Project Spotlight: Universal Login
If you ever used decentralized platforms such as Bitcoin or Ethereum (to name only a few), you probably installed a few Apps on your Desktop, on your Mobile, etc… Those includes so called wallets, dApps, etc…
The on-boarding process varies a little bit but mostly boils down to making a new account or set of accounts on the device . This new account is in fact a key pair (private key + public key) or a seed allowing the deterministic generation of multiple key pairs. Your new App will likely take care of storing the newly generated private key, more or less securely.
This point is critical as anyone able to access this private key has access to your account and can take actions on your behalf or transfer your funds.
Most users are not educated, do not have the time, do not want to bother following the best practises you are trying to teach with help of red banners and scary messages. And that’s ok, users are users… they want to use your App, not understand how it works.
But let’s make the bad assumption for a few minutes that Bob, our demo user, really cares and is a little crypto educated.
Bob installs the App on his phone and creates a new account. He picks a strong password, saves his seed carefully and starts enjoying his App.
Life is great.
Bob hears about this new other App but prefers using his Laptop this time. Same procedure, this time Bob is slightly less careful because let’s admit, the procedure is rather boring.
When it comes to installing the 3rd App, even Bob will start reusing passwords, saving his seed in a text files as sometimes even recommended, etc…
As a result, Bob has now 3 or more accounts, for 3 different Apps, on 3 different devices, this is barely manageable already. At that point, the temptation is huge to think about how easy it is to click one of the following single sign-on buttons and enjoy how simple they are.
Life is now great…ly centralized
What solutions exist today to make Bobs life both easier and more secure. As educated crypto user, Bob may want to use a Hardware wallet.
This solution has limitations too: - using a Hardware wallet requires an extra set of strange (OTG) cables and adapters to connector your phone to your hardware wallet - you are use your very secure hardware wallet with a very insecure device connected to the internet
As many challenges in the crypto-sphere, the issue is not new but its difficulty to address makes it unattractive for teams to work on in comparison to… copy/pasting and deploying an ERC20 token.
This is however precisely the challenge https://universallogin.io/ took on. Alex Van de Sande and the universal-login team decided to tackle the problem and work toward a better — yet still decentralized — solution.
The idea is well illustrated on the project’s site:
Instead of trying to increase the security on each device or within each App, their strategy is to:
have a single, decentralized, identity managed through a smart contract
accessible from many devices with various risk exposure
with various levels of access rights
Your identity is no longer bounds to some data stored into a device or managed by a major internet Megacorp but linked to a smart contract that can be accessed by your devices (multisig).
If you lose your phone? Simply revoke the access using another device. If an App requires an extra level of security? It can require you to confirm your action using one of the other devices you previously registered.

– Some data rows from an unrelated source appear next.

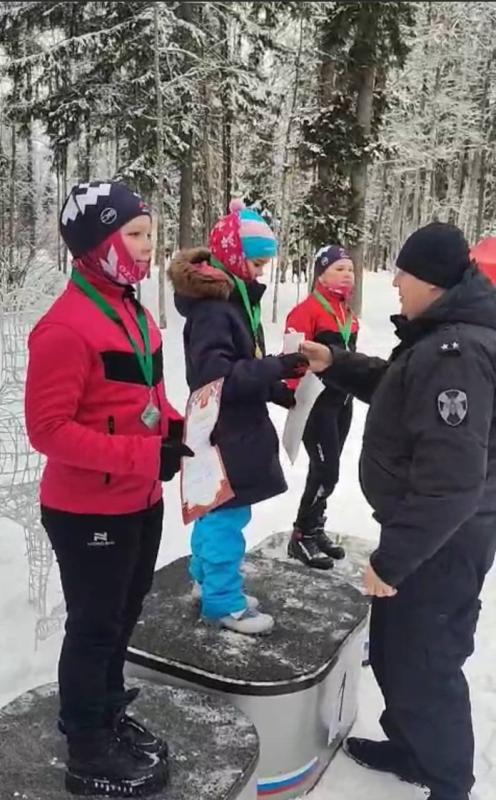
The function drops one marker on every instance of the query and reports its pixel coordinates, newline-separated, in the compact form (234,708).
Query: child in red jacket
(324,317)
(96,407)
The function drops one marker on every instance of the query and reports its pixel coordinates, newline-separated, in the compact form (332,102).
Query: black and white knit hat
(93,211)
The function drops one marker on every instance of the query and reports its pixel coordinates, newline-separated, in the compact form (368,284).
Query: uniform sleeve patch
(452,405)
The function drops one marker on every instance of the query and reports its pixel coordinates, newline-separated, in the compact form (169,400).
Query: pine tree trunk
(378,227)
(30,204)
(59,208)
(227,118)
(287,180)
(161,183)
(359,179)
(481,195)
(64,195)
(186,199)
(208,188)
(12,194)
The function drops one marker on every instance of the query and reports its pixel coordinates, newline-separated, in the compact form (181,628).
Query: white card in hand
(309,388)
(292,341)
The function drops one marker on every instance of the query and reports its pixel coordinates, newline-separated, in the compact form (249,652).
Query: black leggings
(324,437)
(106,568)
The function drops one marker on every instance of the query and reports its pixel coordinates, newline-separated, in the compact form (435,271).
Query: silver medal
(151,415)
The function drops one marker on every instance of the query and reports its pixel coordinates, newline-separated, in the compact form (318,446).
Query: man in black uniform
(428,469)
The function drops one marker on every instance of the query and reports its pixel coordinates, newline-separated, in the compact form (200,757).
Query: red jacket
(85,394)
(312,319)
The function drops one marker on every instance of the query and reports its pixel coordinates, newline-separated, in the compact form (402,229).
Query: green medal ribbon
(145,359)
(254,312)
(344,328)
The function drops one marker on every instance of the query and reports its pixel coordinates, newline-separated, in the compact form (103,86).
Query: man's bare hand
(375,587)
(319,356)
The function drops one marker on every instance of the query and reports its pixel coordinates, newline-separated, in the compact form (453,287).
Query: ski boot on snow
(101,764)
(129,730)
(196,594)
(383,756)
(327,546)
(306,549)
(249,622)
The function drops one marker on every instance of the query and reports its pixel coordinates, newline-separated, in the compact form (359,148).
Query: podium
(298,685)
(213,746)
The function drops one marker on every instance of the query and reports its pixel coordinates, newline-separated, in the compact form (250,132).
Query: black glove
(282,395)
(294,365)
(170,457)
(176,429)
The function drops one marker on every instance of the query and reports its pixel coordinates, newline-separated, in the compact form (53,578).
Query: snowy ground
(21,667)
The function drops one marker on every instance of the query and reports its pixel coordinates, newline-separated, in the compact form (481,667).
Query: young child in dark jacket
(324,317)
(218,292)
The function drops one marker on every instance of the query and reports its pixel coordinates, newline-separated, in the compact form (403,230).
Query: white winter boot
(250,622)
(196,594)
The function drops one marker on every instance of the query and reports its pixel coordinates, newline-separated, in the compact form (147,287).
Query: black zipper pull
(111,430)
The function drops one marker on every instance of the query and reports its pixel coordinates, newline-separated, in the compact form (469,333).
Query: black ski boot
(100,764)
(306,549)
(327,546)
(131,732)
(383,757)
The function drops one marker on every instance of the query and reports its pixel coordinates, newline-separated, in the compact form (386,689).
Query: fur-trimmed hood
(192,276)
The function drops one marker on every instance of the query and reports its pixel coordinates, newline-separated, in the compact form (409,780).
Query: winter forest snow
(350,122)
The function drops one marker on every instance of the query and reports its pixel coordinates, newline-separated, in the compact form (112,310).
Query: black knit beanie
(438,254)
(95,210)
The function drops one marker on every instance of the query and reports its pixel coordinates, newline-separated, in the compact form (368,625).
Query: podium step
(298,685)
(213,746)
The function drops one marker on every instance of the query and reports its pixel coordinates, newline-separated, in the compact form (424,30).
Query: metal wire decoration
(21,467)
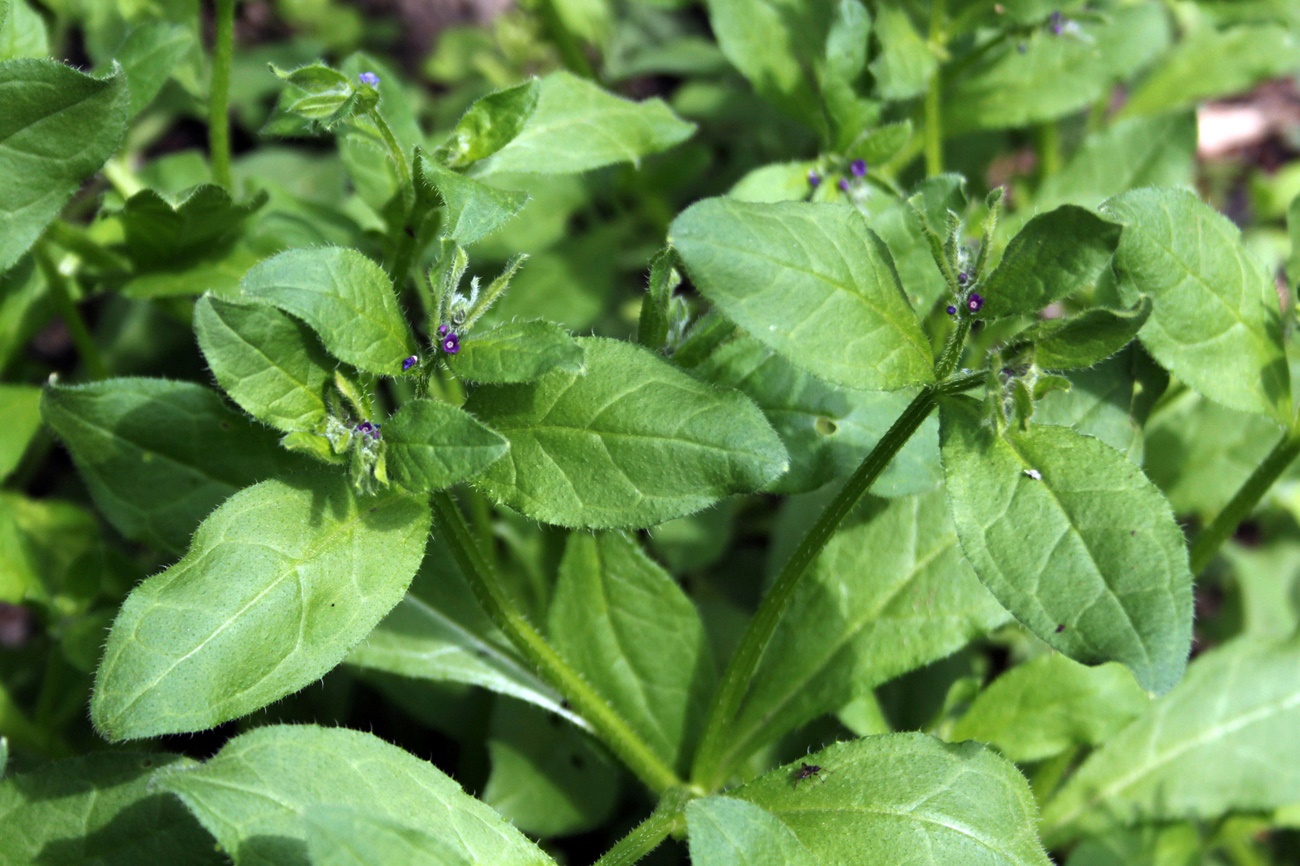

There are still key pairs on your devices, the difference now it that they do now store funds and tokens anymore, they store a temporary right to access your identity, the same identity used by various Apps, from various devices.
The project, even still young, is not only a concept, you can already play with it. Here is how it looks like when you visit https://example.universallogin.io/
The demo is running on Ropsten and uses Infura under the hood.
You will see a register/sign-in page guarding a simple hello world app called ‘Clicker’. Once logged in, you will be able to click a button in order to spend a virtual balance of Klicks. You earn those Klicks by registering and setting up your account.
This first page is using the ENS. You can either type a new name and register or let the app make a new account for you.
Making an account may look similar to what you have already seen. In that case, it is however not the process you know. Instead, the App will generate your Identity contract and attach the newly generated key pair to your freshly created Identity.
Creating a new Identity is very smooth as you only need to wait for a few seconds. You do not need to provide any personal information. You need neither a wallet or compatible browser, nor funds on any account.
At the end of the process, you will see, as an information, the address corresponding the key pair that has been generated on your device.
You can check Bob’s account: https://ropsten.etherscan.io/address/0xa09f0cb5c6ed4d16284865a7b12ca5972d60dacd
You will notice that Bob has a 0 ETH balance but did deploy a contract.
Bob has been granted 100 UNL, those are our “Klicks”
It is interesting to notice that the process does not require any password, any wallet or extension.
It seems that a few people went through that process already as shows Etherscan.io
You can now access the demo App and see that you have been granted a few Klicks (ULN):
The demo Clicker App also demonstrate how the settings page could look like:
If you used a browser in Incognito mode so far and close it, you will lose your access to the Identity. You can however recover the access easily after confirming from another device.
The project is still in active development:
and you will likely spot glitches as the network usage on my machine shows:
This project is however eye-opening on how the web3 will look like.